Mi capita di sentire su radio radicale l’intervento del segretario dei giovani socialisti, quelli del Psi di Nencini, Enrico Petrelli. Sarà per antichi ricordi di militanza in Fgsi, sarà per le nostalgie che capitano ai vecchi come me, ma mi prende. Dice: “noi, noi socialisti, non siamo a difesa dell’esistente, ma siamo rivoluzionari”. La politica non è ragioneria del presente, ma utopia del futuro. Ecco che ci siamo dimenticati, a forza di badare all’oggi non abbiamo più orizzonte, abbiamo perso la nostra ragione, cambiare le cose correnti. L’Europa non è un feticcio, noi vogliamo l’Europa del lavoro non della finanza, l’Europa della fantasia che fa opportunità e non quella che difende quel che già c’è. Siamo internazionalisti per questo patrioti, abbiamo migliorato le condizioni dei lavoratori, ma ora quelle conquiste su vanificano nella precarizzazione del lavoro, nella guerra tra generazioni che ci divide per età e non ci unisce contro il padrone.

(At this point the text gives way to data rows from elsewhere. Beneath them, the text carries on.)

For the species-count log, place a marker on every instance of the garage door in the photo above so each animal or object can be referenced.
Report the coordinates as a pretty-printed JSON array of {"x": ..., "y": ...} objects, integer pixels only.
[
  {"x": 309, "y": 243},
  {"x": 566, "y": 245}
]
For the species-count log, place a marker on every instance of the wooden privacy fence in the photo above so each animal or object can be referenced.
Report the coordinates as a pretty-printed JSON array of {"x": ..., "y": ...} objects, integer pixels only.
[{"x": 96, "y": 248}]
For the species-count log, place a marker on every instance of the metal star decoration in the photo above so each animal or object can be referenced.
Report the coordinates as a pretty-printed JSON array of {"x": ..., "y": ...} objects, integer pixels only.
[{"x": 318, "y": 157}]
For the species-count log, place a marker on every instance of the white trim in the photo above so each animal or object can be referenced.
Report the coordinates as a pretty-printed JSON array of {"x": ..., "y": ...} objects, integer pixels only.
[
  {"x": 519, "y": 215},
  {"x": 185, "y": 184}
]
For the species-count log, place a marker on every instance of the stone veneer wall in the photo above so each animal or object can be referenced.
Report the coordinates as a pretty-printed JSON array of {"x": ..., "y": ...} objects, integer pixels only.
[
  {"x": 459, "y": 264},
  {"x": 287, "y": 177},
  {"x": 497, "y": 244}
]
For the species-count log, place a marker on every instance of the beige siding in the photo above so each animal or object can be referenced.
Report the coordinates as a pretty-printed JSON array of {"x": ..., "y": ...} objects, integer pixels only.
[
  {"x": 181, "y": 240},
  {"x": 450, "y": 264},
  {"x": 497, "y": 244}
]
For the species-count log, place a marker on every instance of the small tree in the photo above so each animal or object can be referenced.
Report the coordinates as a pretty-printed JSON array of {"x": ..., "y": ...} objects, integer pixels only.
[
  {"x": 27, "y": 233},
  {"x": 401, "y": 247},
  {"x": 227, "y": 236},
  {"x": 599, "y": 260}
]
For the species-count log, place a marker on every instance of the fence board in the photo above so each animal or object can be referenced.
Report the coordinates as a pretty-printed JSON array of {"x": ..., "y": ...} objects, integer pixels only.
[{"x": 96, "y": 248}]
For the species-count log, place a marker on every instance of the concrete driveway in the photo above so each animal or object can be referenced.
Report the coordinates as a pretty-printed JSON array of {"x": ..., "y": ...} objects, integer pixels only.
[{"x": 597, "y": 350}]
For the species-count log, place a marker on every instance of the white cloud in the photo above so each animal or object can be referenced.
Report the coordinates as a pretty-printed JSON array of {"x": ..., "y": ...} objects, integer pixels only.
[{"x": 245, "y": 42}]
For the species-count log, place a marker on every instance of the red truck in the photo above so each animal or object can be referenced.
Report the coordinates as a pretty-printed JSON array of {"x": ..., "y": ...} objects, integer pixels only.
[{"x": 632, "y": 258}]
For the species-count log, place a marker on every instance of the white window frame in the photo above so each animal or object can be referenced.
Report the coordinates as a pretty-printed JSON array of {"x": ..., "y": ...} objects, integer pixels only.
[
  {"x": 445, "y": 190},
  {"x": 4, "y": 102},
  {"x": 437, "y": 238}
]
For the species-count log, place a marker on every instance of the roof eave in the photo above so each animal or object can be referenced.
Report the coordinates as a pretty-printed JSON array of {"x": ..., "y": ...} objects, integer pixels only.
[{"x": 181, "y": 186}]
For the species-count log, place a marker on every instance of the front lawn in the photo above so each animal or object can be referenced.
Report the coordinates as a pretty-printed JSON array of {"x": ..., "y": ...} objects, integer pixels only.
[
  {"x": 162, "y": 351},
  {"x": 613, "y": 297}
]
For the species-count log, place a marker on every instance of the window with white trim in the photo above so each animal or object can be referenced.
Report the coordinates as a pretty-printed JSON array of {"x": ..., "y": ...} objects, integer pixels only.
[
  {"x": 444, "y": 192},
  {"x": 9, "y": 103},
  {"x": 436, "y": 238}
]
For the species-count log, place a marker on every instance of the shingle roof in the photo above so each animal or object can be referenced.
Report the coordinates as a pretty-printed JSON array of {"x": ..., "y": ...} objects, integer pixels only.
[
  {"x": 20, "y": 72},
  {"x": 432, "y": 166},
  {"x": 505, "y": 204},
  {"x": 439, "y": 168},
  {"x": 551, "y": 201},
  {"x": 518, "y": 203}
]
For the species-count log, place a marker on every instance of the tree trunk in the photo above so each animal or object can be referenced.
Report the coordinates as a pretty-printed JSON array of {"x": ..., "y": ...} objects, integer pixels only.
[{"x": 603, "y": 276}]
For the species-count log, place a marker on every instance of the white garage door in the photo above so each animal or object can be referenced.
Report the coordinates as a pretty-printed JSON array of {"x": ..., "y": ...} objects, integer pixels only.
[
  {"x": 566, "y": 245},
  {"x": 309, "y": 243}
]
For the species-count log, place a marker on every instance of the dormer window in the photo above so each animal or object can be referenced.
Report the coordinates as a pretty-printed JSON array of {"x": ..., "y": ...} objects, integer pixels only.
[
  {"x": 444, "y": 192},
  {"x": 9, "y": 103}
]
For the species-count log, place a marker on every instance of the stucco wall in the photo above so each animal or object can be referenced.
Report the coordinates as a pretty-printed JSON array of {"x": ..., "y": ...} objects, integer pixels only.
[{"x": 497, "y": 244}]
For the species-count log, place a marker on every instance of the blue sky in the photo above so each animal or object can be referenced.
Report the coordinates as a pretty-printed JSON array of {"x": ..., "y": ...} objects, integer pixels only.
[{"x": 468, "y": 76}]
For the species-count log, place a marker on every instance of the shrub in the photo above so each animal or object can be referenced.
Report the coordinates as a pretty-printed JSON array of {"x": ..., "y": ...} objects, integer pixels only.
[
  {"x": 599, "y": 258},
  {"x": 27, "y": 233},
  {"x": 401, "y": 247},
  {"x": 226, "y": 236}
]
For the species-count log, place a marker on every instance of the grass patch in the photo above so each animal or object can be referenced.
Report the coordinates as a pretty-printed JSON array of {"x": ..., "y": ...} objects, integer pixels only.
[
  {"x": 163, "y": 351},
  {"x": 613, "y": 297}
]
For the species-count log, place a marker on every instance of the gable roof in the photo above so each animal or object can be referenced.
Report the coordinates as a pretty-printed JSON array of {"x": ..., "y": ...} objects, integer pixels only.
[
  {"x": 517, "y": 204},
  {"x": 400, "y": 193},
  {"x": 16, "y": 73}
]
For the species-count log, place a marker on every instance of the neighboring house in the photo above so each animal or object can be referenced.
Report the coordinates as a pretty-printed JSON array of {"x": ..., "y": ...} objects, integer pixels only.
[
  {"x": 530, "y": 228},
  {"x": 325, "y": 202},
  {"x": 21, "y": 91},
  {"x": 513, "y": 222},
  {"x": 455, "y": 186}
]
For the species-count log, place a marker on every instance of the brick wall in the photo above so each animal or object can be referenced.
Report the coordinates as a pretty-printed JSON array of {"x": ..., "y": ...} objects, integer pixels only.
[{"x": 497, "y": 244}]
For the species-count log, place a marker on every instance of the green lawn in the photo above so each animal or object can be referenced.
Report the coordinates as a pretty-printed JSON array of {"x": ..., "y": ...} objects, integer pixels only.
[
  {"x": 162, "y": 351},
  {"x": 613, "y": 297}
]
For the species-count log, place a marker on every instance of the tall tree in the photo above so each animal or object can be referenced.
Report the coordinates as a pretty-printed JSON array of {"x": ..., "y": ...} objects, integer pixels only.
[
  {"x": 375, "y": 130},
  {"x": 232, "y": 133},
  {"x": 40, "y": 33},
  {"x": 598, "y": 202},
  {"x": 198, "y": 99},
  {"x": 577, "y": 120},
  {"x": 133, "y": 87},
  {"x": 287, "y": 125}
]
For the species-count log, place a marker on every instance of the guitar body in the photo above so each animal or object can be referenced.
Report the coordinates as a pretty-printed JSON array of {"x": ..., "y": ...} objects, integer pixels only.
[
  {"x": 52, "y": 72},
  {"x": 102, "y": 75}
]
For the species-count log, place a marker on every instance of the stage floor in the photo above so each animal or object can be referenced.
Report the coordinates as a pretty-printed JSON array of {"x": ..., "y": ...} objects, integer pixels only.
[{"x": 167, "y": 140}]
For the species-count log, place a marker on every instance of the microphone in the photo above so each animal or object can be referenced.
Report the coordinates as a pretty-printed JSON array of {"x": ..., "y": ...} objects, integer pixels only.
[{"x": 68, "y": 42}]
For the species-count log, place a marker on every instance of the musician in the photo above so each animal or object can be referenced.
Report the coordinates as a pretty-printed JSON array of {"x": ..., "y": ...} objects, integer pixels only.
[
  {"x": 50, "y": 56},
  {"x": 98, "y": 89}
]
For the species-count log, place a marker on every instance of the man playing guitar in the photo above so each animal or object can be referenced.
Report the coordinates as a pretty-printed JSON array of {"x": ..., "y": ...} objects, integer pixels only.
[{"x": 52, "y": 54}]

O dio, ho usato padrone, ora che ki ricordo io odio i padroni. Poi il ragazzo dice: C’è differenza tra riformisti e riformatori, Filippo Turati è il padre dei riformisti, ma era marxista rigoroso. Certo il passato non torna, certo le cose sono mutate, ma i poveri ci sono, i diseredati pure e i ricchi si fanno sempre più ricchi. Qualcosa qui non va, non va che non siamo più i “barba” che vanno a fare proseliti tra gli ultimi, non abbiamo più le maestre dalla penna rossa che “insegnano” a capire il mondo. Ci siamo chiusi nel timore anche di chiamarci compagni, di stringere il pugno, di aver timore delle lacrime che ci escono al suono dell’internazionale in qualunque lingua si canti e il canto dei lavoratori non lo cantiamo più. Non è nostalgia, è condanna alla rinuncia. I ragazzi della Fgs salgono sul palco e cantano “Il riscatto del lavoro dei suoi figli opra sarà o pugnando si morrà”, e salutano con il pugno chiuso che dice mutuo soccorso, lega, unione, dice che non siamo soli. Ecco, forse dovremmo ricordarci, tutti noi che abbiamo amato, che siamo socialisti, rivoluzionari ad ogni ovvietà, impenitenti ad ogni credo, liberi ad ogni costrizione e capaci della rivoluzione che certo verrà.

Sono retorico, e certo che sì. Ricercatamente, a fronte del niente presente. E torniamo a fare i socialisti.